Given three postive numbers $a, b, c$ so that $a\geqq b\geqq c$. Prove that $$\sum\limits_{cyc}\frac{a+ b\sqrt{\frac{b}{c}}}{a\sqrt{\frac{b}{c}}+ b}\geqq 3$$
I make it
Firstly, we need to have one general inequality $$\sum\limits_{cyc}\frac{a+ bW}{aW+ b}\geqq 3$$ By buffalo-way, let $c= 1, b= 1+ u, a= 1+ u+ v$ so $W= \sqrt{1+ u}$, be homogeneous. I guess that $${\rm W}= \sqrt{\frac{b}{c}}$$ An inspiration-one Given three positive numbers $a,b,c$ so that $a\leqq b\leqq c$. Prove that $\sum\limits_{cyc}\frac{a+1.4b}{1.4a+b}\geqq 3$ .

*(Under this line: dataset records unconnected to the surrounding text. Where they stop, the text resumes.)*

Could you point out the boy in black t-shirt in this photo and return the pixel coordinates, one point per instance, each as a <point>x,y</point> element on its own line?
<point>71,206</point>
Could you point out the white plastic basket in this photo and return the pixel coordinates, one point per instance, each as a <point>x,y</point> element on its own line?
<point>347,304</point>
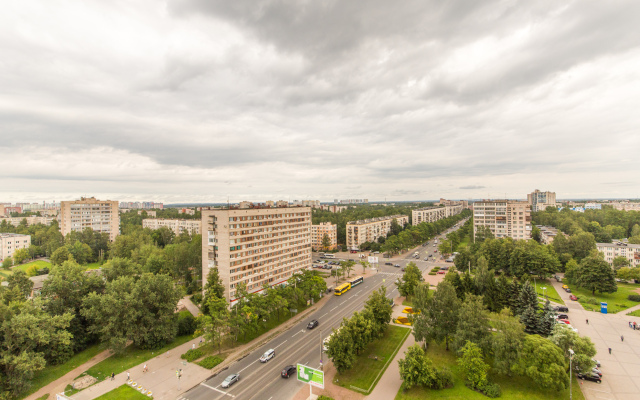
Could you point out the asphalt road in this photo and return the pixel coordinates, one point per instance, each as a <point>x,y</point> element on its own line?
<point>300,345</point>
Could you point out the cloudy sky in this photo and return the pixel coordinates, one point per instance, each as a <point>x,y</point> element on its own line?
<point>200,100</point>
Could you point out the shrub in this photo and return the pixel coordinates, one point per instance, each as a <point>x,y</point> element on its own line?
<point>634,297</point>
<point>192,354</point>
<point>186,324</point>
<point>210,362</point>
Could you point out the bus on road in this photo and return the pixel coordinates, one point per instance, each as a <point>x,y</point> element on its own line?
<point>342,289</point>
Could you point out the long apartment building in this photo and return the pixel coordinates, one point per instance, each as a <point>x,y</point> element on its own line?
<point>99,215</point>
<point>369,230</point>
<point>318,232</point>
<point>192,226</point>
<point>255,246</point>
<point>505,218</point>
<point>10,242</point>
<point>539,201</point>
<point>612,250</point>
<point>433,214</point>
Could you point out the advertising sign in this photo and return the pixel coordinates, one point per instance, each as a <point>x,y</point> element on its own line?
<point>311,376</point>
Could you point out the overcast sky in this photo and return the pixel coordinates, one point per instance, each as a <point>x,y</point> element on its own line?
<point>198,100</point>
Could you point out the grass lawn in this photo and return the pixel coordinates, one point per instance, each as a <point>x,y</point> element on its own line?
<point>53,372</point>
<point>124,392</point>
<point>366,372</point>
<point>617,301</point>
<point>131,357</point>
<point>516,387</point>
<point>551,292</point>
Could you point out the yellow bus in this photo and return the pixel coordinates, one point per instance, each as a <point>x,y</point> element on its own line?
<point>342,289</point>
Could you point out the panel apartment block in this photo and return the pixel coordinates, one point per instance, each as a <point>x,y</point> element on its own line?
<point>433,214</point>
<point>369,230</point>
<point>255,246</point>
<point>505,218</point>
<point>192,226</point>
<point>318,232</point>
<point>99,215</point>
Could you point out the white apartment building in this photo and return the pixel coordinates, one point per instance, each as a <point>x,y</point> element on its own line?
<point>192,226</point>
<point>433,214</point>
<point>99,215</point>
<point>10,242</point>
<point>369,230</point>
<point>612,250</point>
<point>505,218</point>
<point>539,201</point>
<point>255,246</point>
<point>318,232</point>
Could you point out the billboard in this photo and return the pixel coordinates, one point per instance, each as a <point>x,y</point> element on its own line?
<point>311,376</point>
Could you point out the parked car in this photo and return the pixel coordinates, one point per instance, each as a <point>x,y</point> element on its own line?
<point>231,379</point>
<point>288,371</point>
<point>590,377</point>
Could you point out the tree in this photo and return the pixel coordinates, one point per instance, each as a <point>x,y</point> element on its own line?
<point>326,242</point>
<point>20,280</point>
<point>442,314</point>
<point>507,341</point>
<point>543,362</point>
<point>20,255</point>
<point>620,262</point>
<point>595,274</point>
<point>473,365</point>
<point>473,324</point>
<point>583,348</point>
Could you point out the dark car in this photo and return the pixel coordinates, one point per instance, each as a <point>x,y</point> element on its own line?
<point>288,371</point>
<point>593,377</point>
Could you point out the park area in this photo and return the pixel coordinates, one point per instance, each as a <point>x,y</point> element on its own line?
<point>513,388</point>
<point>374,360</point>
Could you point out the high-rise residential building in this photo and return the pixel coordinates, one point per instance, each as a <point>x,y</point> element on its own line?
<point>10,242</point>
<point>99,215</point>
<point>539,201</point>
<point>192,226</point>
<point>612,250</point>
<point>433,214</point>
<point>369,230</point>
<point>255,246</point>
<point>318,232</point>
<point>505,218</point>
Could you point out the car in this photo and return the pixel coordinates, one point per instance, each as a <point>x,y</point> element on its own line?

Let $a=x^2$, $b=y^2$ and $c=z^2$, where $x$, $y$ and $z$ are positives.
Thus, we need to prove that $$\sum_{cyc}\frac{a+\sqrt{\frac{b}{c}}b}{\sqrt{\frac{b}{c}}a+b}\geq3$$ or $$\sum_{cyc}\frac{x^2z+y^3}{x^2y+y^2z}\geq3.$$ Now, by AM-GM $$\sum_{cyc}\frac{x^2z+y^3}{x^2y+y^2z}\geq3\sqrt[3]{\frac{\prod\limits_{cyc}(y^3+x^2z)}{\prod\limits_{cyc}(x^2y+y^2z)}}$$ and it's enough to prove that $$\prod\limits_{cyc}(x^3+z^2y)\geq\prod\limits_{cyc}(x^2y+y^2z)$$ or $$\sum_{cyc}(x^5z^4+x^6y^2z)\geq xyz\sum_{cyc}(x^3y^3+x^4yz),$$ which is true by Rearrangement twice: $$\sum_{cyc}x^5z^4=x^4y^4z^4\sum_{cyc}\frac{x}{y^4}\geq x^4y^4z^4\sum_{cyc}\frac{x}{x^4}=xyz\sum_{cyc}x^3y^3$$ and $$\sum_{cyc}x^6y^2z=x^2y^2z^2\sum_{cyc}\frac{x^4}{z}\geq x^2y^2z^2\sum_{cyc}\frac{x^4}{x}=xyz\sum_{cyc}x^4yz.$$ Done!